She finds herself torn, trying to please both sides and all friends, resulting in the inevitability of pleasing no one and eventually arousing personal enmity. The film ably conveys the prevalent mistrust and unease that seems to permeate the area.
The DVD includes six minutes of deleted scenes, and a three-minute short film from Kevin Papatie.
All the Boys Love Mandy Lane (2 stars) Amber Heard stars as the title character in this teen-revenge/suspense/slasher film that owes many debts.
She plays a Texas high school student who joins a group of friends for a weekend at a ranch owned by absent parents. The usual incidents — including a power failure, excessive drinking, false bravado, and fleeting figures running in front of the camera — lead to the equally inevitable grisly elimination of several of the teens.
At first, the guilty party looks to be the ranch foreman (Anson Mount). But director Jonathan Levine throws in some third-act surprises.
Made in 2006 in and around Bastrop, the film seems to have little purpose beyond showcasing Heard — who, for her part, sets a cinematic record for brushing the hair back out of her face.
Rated R, 90 minutes. The DVD includes director’s commentary.
The Last Tycoon (3 stars) No film could live up to the blue-ribbon pedigree behind this sumptuous 1976 production directed by Elia Kazan (A Streetcar Named Desire, On the Waterfront).
Based on F. Scott Fitzgerald’s unfinished final novel, Nobel laureate Harold Pinter wrote the screenplay.
Heading a star-studded cast, Robert DeNiro smoothly underplays his leading role as Monroe Stahr, the one-time “Boy Wonder” who now heads a major studio. Stahr was supposedly modeled on MGM chieftain Irving Thalberg, who died at 37 after successfully running the operation.

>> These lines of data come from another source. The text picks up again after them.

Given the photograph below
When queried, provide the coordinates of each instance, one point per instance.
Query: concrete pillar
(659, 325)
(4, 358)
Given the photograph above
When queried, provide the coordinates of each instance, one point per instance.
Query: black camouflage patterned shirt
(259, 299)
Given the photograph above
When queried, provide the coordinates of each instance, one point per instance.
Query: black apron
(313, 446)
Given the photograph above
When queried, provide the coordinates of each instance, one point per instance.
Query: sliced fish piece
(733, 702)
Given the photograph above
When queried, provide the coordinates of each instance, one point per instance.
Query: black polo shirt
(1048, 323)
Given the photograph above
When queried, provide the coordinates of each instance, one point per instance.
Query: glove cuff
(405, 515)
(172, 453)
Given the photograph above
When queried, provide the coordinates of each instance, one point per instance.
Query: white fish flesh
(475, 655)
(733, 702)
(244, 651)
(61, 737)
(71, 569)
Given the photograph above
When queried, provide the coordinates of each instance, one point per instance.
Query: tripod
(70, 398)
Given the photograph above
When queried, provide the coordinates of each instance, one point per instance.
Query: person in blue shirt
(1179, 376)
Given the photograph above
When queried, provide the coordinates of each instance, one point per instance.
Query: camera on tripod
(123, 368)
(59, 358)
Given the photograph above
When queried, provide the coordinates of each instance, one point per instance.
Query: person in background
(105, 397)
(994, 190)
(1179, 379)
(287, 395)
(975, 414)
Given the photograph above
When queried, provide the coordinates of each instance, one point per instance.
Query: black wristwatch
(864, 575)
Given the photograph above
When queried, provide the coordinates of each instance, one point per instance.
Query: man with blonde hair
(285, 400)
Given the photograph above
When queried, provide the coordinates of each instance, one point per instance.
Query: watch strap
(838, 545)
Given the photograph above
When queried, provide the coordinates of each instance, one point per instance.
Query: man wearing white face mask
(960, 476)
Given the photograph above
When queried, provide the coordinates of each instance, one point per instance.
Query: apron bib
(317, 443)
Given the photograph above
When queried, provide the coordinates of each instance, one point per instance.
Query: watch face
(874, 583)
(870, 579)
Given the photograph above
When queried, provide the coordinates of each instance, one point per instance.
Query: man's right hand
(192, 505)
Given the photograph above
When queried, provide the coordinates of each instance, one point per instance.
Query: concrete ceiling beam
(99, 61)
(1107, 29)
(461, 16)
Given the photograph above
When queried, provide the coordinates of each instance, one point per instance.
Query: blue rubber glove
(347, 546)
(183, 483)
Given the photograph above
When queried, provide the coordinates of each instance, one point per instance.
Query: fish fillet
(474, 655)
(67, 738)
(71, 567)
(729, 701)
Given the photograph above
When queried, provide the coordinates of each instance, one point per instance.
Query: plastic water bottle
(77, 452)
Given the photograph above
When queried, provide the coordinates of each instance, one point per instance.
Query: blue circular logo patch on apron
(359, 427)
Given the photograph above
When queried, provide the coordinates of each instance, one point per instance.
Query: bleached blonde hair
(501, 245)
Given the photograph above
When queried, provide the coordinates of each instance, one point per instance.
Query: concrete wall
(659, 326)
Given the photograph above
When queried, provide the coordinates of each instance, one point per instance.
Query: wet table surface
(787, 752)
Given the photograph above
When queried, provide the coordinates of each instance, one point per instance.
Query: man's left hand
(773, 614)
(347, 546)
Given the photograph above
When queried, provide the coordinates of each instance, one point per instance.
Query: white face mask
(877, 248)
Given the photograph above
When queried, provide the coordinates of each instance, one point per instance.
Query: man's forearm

The meandering story follows Stahr as he deals with insecure movie stars (Tony Curtis and Jeanne Moreau), a drunken writer (Donald Pleasance), a wronged director (Dana Andrews), and the flirtatious young daughter (Theresa Russell) of another studio executive (Robert Mitchum). Jack Nicholson appears in the third act as a negotiating labor leader.
Ingrid Boulting, who has appeared in only three films since this one, plays the mysterious woman who falls into Stahr’s life and then disappears. Rated PG, 123 minutes.
The Rutles Anthology Former Monty Python member Eric Idle had a second career with his spoof of the Beatles, the similar-looking and -sounding group the Rutles.
This two-disc set holds Idle’s 1978 All You Need Is Cash (73 minutes), which played on British TV and spawned a short series. The Rutles 2: Can’t Buy Me Lunch (2004, 56 minutes), a mockumentary also written and directed by Idle, follows more of the group’s Hard Day’s Night-type antics.
The discs include commentary, an interview with Idle, an original Saturday Night Live clip featuring Lorne Michaels, and more.
And for kids this week:
Thomas and Friends: The Thomas Way In these five computer-generated episodes (58 minutes), Thomas and friends Duck, Luke and Millie drive each other’s trucks and have fun adventures. The disc contains a bonus episode, a game and “Guess Who” puzzles.
Barney: Perfectly Purple Barney and buddies Bop, BJ and Riff plan a purple party for a friend in three episodes (52 minutes) along with a match game, a read-along segment and a music video.
Angelina Ballerina: Twirling Tales Dancing mouse Angelina joins Vicky and others for a cake-themed dance day in these five episodes, totaling 61 minutes. With a “Dance Club” segment and two music videos.
Also available Tuesday on DVD: Adore, Despicable Me 2, Fast and Furious 6, Man of Tai Chi, Touchy Feely.